Have you ever had more data come in after you finished the report? I have, and it was always a nightmare. I had to update every single analysis, graph, and table. It was exhausting, it was time-consuming, and it was expensive. But when I realized I could use R in a way that saved me (and, more importantly, my clients!) time and money, I was completely on board!
Just like you might in another statistical software, it requires having all of your statistical syntax ready to go in R code. The difference here is that I can add my text, tables, figures, and even formatting into the same R code document, called an R Markdown (Rmd) file. When I’m done with writing the report and doing all of the analyses, I “knit” the document, and voila! A report is born!
Cool Trick: When new data comes in, or when you find an error with your data, all you have to do is fix your data and click “knit” again! No more manually updating everything, R does it all for you. This is a prime example of a reproducible workflow in which I can easily and quickly reproduce what I did even when new data comes in.
Rad Resource: Want to see this in action? Check out the HTML report here and the Rmd file here. These are all uploaded on Github, along with the data, so you can download and edit for use in your own reports!
Hot Tip: Do you have to do break-out reports a lot, such as an individualized report for each site you surveyed? With a few simple lines of code, you can have R create all of your reports for you automatically!

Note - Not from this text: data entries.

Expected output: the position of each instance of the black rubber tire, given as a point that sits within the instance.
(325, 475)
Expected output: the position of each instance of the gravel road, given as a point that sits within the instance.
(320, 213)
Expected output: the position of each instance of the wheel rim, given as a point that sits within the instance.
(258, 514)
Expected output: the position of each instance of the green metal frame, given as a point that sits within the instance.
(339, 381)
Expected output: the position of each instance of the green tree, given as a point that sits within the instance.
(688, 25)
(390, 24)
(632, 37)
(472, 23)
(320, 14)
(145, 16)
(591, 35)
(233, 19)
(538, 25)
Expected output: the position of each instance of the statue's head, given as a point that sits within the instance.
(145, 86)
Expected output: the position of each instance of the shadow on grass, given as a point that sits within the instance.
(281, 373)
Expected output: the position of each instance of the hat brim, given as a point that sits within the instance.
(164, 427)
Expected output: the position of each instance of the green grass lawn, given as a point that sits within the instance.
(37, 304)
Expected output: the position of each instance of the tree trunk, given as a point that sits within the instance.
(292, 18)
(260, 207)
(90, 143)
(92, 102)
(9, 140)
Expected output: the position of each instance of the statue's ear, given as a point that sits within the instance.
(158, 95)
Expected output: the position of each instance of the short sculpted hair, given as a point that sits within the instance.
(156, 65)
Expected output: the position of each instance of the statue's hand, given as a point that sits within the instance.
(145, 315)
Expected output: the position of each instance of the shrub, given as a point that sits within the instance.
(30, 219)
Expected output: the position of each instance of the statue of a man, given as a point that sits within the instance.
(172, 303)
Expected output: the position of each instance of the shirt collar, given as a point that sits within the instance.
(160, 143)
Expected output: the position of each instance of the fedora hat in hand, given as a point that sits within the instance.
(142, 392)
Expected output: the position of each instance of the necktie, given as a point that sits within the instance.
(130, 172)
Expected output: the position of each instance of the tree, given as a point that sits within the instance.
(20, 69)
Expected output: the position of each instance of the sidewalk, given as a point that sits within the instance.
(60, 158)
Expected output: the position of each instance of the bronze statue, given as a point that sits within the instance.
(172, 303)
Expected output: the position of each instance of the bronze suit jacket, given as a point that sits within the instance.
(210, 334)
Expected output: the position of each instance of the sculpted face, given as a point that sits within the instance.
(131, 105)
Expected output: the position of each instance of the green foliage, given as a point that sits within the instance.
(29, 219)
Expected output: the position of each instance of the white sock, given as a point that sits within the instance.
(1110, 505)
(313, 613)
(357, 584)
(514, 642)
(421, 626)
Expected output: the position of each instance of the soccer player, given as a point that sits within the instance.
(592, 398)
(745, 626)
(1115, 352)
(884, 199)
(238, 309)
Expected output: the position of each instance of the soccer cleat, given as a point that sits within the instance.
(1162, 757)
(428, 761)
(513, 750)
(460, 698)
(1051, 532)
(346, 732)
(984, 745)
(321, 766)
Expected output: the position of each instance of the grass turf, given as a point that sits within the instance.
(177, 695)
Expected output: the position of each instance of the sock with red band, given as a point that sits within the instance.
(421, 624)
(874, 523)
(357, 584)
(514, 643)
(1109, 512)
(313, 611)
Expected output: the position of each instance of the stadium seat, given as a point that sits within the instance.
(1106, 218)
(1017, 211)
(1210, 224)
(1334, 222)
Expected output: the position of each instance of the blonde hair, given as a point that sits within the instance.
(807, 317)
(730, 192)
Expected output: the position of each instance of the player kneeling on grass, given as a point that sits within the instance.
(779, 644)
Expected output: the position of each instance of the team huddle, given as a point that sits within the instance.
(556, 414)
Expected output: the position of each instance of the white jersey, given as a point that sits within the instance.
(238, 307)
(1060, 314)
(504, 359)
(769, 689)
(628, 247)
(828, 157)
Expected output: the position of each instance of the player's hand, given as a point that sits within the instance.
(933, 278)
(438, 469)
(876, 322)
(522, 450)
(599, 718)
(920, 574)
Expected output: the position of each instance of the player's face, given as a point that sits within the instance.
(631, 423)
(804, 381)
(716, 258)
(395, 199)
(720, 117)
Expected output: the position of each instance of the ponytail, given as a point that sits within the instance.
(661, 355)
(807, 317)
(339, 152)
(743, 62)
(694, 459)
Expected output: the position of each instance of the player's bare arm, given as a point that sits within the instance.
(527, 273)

Lessons Learned: This may not be the solution for everyone. There is a lot of upfront work required for these reports: you need to know how to use R and still might need to do extra formatting at the end. Also, if you’re creating multiple files from the same Rmd, it is difficult to add interpretations to the reports when those interpretations may differ across reports; this may require extra time in adding your interpretations of the data to each report. However, these limitations are more preferable to me than spending (and charging!) hours of work doing this manually.